Kenan shrugs, blowing me a kiss.
“I’m glad the walls are soundproof, though I could have slept through a damn tornado last night.”
“Well, yeah, it was good. I don’t know, Val. I don’t know about him.”
“What about him?” she asks, looking at me over her arm every now and then. I’ve yet to ask her if she knew who I was after being told my last name was Dragavei, but I don’t know if I’m allowed to yet. Her long blonde hair is moving with the wind, her gold skin hitting the sun perfectly, as if they were meant to be a match. Her and the damn sun. I hope Val finds love one day, even if it’s not with Maya. I’m not sure Maya deserves her anyway.

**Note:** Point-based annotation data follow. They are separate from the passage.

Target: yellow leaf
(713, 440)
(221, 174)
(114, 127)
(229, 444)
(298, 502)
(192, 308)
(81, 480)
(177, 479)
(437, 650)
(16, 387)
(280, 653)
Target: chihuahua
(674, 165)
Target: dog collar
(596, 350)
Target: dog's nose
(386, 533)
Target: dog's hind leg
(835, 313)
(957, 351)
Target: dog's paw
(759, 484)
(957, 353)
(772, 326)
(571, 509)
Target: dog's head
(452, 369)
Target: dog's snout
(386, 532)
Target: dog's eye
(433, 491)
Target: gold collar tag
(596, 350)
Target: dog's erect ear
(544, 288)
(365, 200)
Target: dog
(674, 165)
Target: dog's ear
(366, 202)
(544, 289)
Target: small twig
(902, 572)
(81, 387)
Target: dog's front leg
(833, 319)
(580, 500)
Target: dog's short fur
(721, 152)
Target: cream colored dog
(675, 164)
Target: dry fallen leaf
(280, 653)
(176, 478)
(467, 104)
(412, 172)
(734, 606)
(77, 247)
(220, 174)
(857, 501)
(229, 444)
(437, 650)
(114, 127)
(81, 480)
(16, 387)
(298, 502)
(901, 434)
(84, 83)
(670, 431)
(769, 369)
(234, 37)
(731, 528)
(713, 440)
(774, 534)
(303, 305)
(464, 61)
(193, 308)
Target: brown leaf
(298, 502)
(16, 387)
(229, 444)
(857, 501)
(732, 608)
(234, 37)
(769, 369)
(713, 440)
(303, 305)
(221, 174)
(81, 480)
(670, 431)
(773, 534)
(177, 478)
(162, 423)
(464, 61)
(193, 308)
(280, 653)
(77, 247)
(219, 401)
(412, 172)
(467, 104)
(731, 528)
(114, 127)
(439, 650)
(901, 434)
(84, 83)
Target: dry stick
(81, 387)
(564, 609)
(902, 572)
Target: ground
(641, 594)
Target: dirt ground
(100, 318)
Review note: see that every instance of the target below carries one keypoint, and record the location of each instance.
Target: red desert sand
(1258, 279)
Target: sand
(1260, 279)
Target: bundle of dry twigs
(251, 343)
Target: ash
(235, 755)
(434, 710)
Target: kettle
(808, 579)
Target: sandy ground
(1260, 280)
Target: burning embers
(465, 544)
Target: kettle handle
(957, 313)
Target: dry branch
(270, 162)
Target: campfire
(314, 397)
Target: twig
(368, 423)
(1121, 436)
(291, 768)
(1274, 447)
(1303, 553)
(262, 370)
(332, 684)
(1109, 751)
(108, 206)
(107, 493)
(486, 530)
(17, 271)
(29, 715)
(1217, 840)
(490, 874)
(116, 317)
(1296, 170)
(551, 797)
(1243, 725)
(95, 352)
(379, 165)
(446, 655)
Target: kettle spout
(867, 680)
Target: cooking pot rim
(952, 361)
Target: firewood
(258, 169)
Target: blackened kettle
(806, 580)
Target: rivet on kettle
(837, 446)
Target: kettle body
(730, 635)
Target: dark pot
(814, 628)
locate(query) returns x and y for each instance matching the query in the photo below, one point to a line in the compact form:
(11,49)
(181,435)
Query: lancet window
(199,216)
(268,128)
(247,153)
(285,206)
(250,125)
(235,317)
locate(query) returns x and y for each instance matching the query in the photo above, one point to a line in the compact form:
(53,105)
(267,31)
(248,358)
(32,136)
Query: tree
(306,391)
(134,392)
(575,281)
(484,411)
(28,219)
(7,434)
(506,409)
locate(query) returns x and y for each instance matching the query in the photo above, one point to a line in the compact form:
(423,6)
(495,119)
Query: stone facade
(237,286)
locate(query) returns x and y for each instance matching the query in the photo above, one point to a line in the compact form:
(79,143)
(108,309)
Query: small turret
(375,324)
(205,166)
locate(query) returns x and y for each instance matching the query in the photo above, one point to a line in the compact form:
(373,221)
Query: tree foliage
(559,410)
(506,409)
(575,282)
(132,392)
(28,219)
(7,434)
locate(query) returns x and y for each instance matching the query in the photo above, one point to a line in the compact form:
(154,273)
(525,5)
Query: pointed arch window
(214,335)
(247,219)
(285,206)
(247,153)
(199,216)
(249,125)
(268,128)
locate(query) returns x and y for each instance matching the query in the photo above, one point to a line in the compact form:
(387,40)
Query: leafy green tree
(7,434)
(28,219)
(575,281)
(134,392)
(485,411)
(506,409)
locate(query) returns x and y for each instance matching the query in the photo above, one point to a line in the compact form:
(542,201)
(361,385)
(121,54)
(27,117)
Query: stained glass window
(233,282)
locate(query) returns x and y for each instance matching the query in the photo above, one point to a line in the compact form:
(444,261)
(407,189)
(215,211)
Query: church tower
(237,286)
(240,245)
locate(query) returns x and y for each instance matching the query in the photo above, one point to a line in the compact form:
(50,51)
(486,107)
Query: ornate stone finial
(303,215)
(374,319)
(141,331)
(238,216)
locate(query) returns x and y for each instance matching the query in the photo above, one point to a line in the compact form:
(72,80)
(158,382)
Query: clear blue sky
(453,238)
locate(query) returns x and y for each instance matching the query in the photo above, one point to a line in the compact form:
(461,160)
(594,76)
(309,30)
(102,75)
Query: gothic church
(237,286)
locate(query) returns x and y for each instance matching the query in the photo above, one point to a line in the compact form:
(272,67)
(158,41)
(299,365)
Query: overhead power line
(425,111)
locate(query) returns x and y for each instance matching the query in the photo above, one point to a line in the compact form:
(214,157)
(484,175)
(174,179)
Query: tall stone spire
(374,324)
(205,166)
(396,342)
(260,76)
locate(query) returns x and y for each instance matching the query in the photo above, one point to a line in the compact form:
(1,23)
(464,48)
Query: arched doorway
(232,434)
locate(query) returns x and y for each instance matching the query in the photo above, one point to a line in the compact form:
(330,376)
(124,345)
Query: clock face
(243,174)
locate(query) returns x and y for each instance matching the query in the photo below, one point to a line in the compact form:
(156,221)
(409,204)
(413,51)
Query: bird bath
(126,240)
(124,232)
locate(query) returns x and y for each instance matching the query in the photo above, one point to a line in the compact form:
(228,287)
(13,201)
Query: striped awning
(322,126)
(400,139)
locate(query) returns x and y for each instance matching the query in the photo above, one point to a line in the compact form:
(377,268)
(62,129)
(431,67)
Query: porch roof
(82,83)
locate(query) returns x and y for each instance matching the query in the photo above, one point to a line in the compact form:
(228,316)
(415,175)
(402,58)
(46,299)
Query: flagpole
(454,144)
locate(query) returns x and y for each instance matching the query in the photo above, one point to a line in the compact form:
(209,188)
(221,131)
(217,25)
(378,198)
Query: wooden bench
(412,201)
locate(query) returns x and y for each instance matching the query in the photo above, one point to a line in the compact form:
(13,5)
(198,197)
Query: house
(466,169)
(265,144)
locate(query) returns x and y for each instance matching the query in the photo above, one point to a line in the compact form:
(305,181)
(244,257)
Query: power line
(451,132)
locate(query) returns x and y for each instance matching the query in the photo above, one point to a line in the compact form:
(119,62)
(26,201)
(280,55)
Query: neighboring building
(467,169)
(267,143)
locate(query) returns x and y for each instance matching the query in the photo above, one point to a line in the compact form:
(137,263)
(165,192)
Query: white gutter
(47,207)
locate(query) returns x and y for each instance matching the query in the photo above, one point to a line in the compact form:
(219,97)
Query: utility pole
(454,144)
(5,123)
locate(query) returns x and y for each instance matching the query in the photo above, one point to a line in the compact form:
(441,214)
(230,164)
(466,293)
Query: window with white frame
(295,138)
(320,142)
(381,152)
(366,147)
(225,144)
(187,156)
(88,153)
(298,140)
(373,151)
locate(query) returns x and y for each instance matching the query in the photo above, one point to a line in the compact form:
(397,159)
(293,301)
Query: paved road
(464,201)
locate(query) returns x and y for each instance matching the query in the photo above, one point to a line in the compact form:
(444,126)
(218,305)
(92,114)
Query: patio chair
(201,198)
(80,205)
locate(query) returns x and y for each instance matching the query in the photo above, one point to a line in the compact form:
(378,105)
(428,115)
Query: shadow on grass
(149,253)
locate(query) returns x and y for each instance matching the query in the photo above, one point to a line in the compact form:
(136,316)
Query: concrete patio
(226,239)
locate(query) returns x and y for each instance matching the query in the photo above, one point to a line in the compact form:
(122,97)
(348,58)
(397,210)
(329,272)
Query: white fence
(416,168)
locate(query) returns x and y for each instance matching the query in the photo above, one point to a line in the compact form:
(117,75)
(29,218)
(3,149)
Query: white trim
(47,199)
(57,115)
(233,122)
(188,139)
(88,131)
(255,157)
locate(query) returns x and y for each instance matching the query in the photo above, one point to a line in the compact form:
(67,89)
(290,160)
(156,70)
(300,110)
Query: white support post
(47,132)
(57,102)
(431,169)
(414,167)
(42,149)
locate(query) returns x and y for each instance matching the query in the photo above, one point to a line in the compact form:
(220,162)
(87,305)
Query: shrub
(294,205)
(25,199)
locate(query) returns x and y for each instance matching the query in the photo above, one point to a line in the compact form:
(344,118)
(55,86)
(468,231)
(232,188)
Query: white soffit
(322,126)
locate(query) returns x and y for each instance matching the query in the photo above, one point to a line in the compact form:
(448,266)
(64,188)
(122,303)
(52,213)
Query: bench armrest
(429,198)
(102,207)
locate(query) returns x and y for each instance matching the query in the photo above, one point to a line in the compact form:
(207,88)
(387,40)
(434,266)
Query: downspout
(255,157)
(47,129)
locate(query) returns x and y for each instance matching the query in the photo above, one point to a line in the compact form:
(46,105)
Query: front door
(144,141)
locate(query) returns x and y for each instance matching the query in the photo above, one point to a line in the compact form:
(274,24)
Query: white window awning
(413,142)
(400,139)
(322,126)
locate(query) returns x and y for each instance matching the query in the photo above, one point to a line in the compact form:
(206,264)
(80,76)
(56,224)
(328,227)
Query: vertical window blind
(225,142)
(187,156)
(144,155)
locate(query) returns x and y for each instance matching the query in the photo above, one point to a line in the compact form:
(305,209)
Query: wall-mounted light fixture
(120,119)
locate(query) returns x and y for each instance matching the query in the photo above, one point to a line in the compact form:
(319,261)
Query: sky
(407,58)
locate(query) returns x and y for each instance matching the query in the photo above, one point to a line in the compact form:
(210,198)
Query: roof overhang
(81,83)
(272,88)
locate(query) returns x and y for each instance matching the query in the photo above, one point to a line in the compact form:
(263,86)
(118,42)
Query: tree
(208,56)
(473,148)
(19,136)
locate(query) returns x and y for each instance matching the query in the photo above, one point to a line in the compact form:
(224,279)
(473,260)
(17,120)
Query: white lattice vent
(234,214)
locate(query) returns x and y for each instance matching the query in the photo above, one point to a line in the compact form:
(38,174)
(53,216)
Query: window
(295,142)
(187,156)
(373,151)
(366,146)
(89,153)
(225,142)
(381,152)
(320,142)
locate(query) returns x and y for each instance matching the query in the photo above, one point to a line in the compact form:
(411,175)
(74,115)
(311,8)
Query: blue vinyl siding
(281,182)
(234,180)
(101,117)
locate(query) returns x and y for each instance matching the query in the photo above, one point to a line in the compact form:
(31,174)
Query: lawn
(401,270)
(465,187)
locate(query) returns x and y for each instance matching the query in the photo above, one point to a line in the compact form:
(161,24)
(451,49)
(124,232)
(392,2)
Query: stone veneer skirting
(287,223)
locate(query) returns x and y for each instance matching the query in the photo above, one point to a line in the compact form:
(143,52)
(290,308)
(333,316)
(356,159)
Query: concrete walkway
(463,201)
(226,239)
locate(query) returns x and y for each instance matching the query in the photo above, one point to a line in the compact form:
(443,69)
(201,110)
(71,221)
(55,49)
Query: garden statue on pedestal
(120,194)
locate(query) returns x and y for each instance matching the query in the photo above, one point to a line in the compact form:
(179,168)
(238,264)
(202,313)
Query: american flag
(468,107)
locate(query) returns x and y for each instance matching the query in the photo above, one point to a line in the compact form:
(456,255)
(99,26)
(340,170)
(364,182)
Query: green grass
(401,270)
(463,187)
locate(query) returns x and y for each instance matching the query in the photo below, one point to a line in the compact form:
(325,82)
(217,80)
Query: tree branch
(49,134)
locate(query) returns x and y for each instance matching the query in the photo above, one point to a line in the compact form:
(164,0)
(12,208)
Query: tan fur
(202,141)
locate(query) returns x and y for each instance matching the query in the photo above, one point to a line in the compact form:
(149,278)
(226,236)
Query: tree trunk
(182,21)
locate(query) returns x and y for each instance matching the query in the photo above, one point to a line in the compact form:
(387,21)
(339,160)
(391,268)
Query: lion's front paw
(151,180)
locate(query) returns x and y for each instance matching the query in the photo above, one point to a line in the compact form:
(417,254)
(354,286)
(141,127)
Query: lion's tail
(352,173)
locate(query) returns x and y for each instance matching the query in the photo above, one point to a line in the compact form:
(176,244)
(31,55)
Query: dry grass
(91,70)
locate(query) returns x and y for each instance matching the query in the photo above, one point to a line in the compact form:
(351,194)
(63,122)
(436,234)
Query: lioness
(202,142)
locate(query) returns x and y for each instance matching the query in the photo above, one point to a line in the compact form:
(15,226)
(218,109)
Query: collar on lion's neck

“He’s complicated. There’s so much to Killian that I don’t think I’d ever come close to touching the surface.”
She pauses. “Do you want to go below the surface?”
It was a double-edged question. If I answer yes, that means that I want more. To know him more—which I do—but I’m not sure whether I want anyone else to know that yet. And if I answer no, Val will know I’m lying and then it’ll just bring me back to scenario one.
“I do,” I answer truthfully. “But not in that way. I want to know him because I feel connected to him.” I know the reason now, because we have known each other since I was born. Our souls recognized each other when my memories did not. Maybe that’s why it’s called soulmates, because they see each other even when the human eye cannot.
“Before you go any further with this,” Val adds, just as Delila’s house comes into view at the end of the road. “You need to know that Killian isn’t a man you should have feelings for. Not deep feelings. I’ve known him all of my life, Sass.” She pulls up to stop around a stone display fountain outside of the house. “And he isn’t someone that you can rely on to have feelings for.”
“Thanks.” I smile at her, because she’s only being my friend. Someone who I need on my side and who will tell me point blank if I’m not seeing something that is right in front of me. “I know, and that’s not what I meant when I said that I want to know him. I just mean—”
“—You want to know what’s beneath the surface.” Kenan rolls his eyes. “Seriously, do all girls talk like this during their girl time? You literally did a full circle.”
I ignore my annoying best friend and slide out of the cart, reaching for my suitcase from Kenan.
“Sass.” Val touches my arm, dragging her sunglasses over her head. “Just please remember what I said.”
We make our way through Delila’s house until we come out the other side through the sliding doors. Her home reminds me of the old Victorian mansions. You know the ones that have manicured hedges and statues in the backyard. The large patio stretches out onto the lawn, where a human-sized chessboard sits in the middle.